Search code examples
rpartitioningvegan

Nullmodel with presence absence data in vegan - R


I am trying to run a nullmodel analysis on a beta diversity partitioning task involving a hirarchy in the plots with presence absence data. I read that it is recomended to use the "tswap" method, however it runs only when I use other methods such as "r00". Could you help me finding out what the problem is here?

library(parallel)
library(vegan)

# Setting up data ----
# community
com <- matrix(rbinom(120, 1, 0.5),nrow=12)
# plot hirachy 
plt_hir <- data.frame(plot=c(1:nrow(com)),
                      treatment = c(rep("reg1_t1",nrow(com)/4),rep("reg1_t2",nrow(com)/4),rep("reg2_t1",nrow(com)/4),rep("reg2_t2",nrow(com)/4)),
                      region=c(rep("reg1",nrow(com)/2),rep("reg2",nrow(com)/2)),
                      country=rep("country",nrow(com)))
# to numeric
plt_hir <- data.frame(apply(plt_hir, 2, function(x) as.numeric(factor(x))))


# Multipart ----

# matrix
y = com
# level matrix
x = plt_hir
# number of null model computations
nsimul = 100
# null model to be computed
method = "tswap"
# get and set number of cores for parallel computation (do not use all of them otherwise computer will be slowed)
cors <- detectCores()-1


# NULL MODEL ----

# define null model
nm <- nullmodel(com, method)

## socket type cluster, works on all platforms
cl <- makeCluster(cors)
clusterEvalQ(cl, library(vegan))
clusterExport(cl, c("simulate", "x", "nm"))
set.seed(3)
smlist <- parLapply(cl, 1:nsimul, function(i)  simulate(nm, nsim = 1, thin = 1))
stopCluster(cl)
smlist <- smbind(smlist, MARGIN=3)

I understand that the error is due to failed sanity checks but I do not get why? The method should be adapted to presenence absence matrices isn't it? Thanks for your help!


Solution

  • If you call smbind with argument strict = TRUE (default), function checks that data are strictly correct which means that every combined element of the list has same start index, end index and equal thin. Obviously you fail, as each sequence is of length 1 and starts at different values. Setting strict = FALSE in smbind() will perform the same checks, and only warn loudly but combine the elements.
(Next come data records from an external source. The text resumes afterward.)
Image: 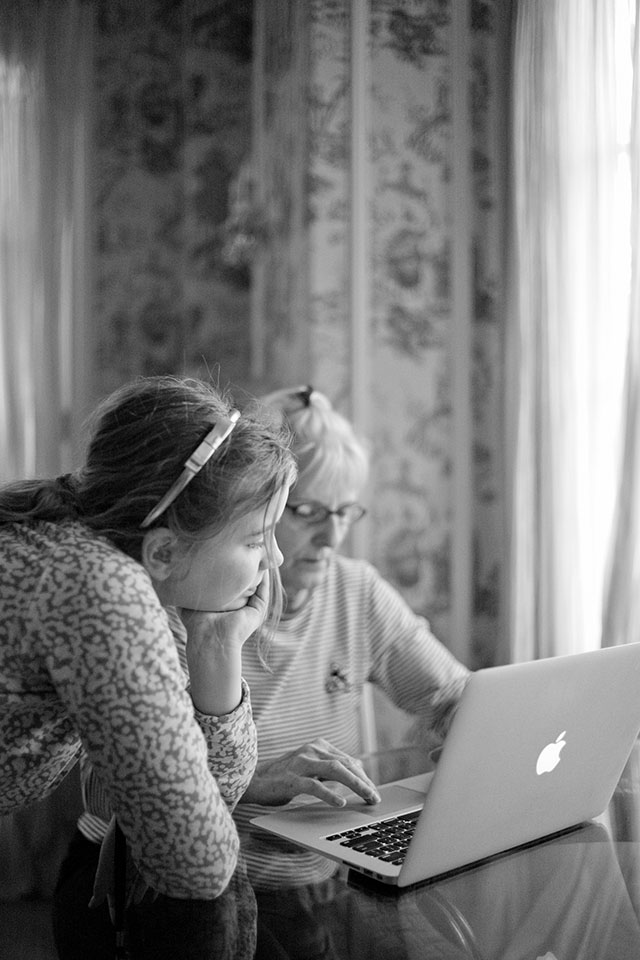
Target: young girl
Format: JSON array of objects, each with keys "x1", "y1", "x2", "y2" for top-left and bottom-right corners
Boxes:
[{"x1": 0, "y1": 377, "x2": 295, "y2": 960}]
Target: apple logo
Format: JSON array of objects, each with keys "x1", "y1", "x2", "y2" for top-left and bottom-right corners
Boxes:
[{"x1": 536, "y1": 730, "x2": 567, "y2": 776}]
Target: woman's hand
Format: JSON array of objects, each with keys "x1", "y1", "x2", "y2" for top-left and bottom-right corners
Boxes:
[
  {"x1": 242, "y1": 739, "x2": 380, "y2": 807},
  {"x1": 179, "y1": 573, "x2": 269, "y2": 716}
]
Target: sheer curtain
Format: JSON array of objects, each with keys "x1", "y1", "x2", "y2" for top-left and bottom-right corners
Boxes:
[
  {"x1": 0, "y1": 0, "x2": 92, "y2": 898},
  {"x1": 0, "y1": 0, "x2": 92, "y2": 481},
  {"x1": 507, "y1": 0, "x2": 637, "y2": 660},
  {"x1": 603, "y1": 3, "x2": 640, "y2": 645}
]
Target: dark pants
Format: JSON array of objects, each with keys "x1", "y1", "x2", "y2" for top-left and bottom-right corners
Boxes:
[{"x1": 53, "y1": 832, "x2": 256, "y2": 960}]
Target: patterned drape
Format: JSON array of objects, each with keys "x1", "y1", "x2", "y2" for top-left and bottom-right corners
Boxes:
[{"x1": 254, "y1": 0, "x2": 508, "y2": 680}]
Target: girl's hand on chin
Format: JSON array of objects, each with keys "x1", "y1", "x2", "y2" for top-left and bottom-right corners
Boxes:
[{"x1": 179, "y1": 572, "x2": 269, "y2": 655}]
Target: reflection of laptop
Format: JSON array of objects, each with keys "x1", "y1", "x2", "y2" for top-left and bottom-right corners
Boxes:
[{"x1": 252, "y1": 643, "x2": 640, "y2": 887}]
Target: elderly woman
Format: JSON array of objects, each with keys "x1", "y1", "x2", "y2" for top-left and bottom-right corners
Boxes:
[{"x1": 234, "y1": 387, "x2": 469, "y2": 960}]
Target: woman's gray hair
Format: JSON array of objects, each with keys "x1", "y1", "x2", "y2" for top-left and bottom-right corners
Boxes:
[{"x1": 262, "y1": 386, "x2": 369, "y2": 489}]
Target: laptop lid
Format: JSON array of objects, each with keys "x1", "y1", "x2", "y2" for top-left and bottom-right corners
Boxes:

    You should not call trial swap (method = "tswap") like that: it is a sequential method producing chains where each null model matrix is derived from a previous one. Therefore you should not split your analysis by the number of simulations, but by the number of cores, and run a sequence of models within each core. After that the output from each core will have the same start, end and thin indices and smbind(..., strict = TRUE) will also work.

    Caveat 1: check how to set random number seed for each sequence (core). If you are not careful, the sequences may all start from the same seed and you get just copies of the chains from each core.

    Caveat 2: You should absolutely set thin > 1 and also use burnin in sequential methods, in particular in trial swap. Each step will change the input data only a bit – and with trial swap that bit may be that nothing changes (read its documentation) – and therefore you need to thin (only save, say, one of thousand steps), and discard the first steps, because they all start from the same input matrix and sequences are almost identical for a long time. You should remove so many steps that the initial states in chains are independent. I suggest you apply the MCMC analysis tools of the coda package if you use a sequential method.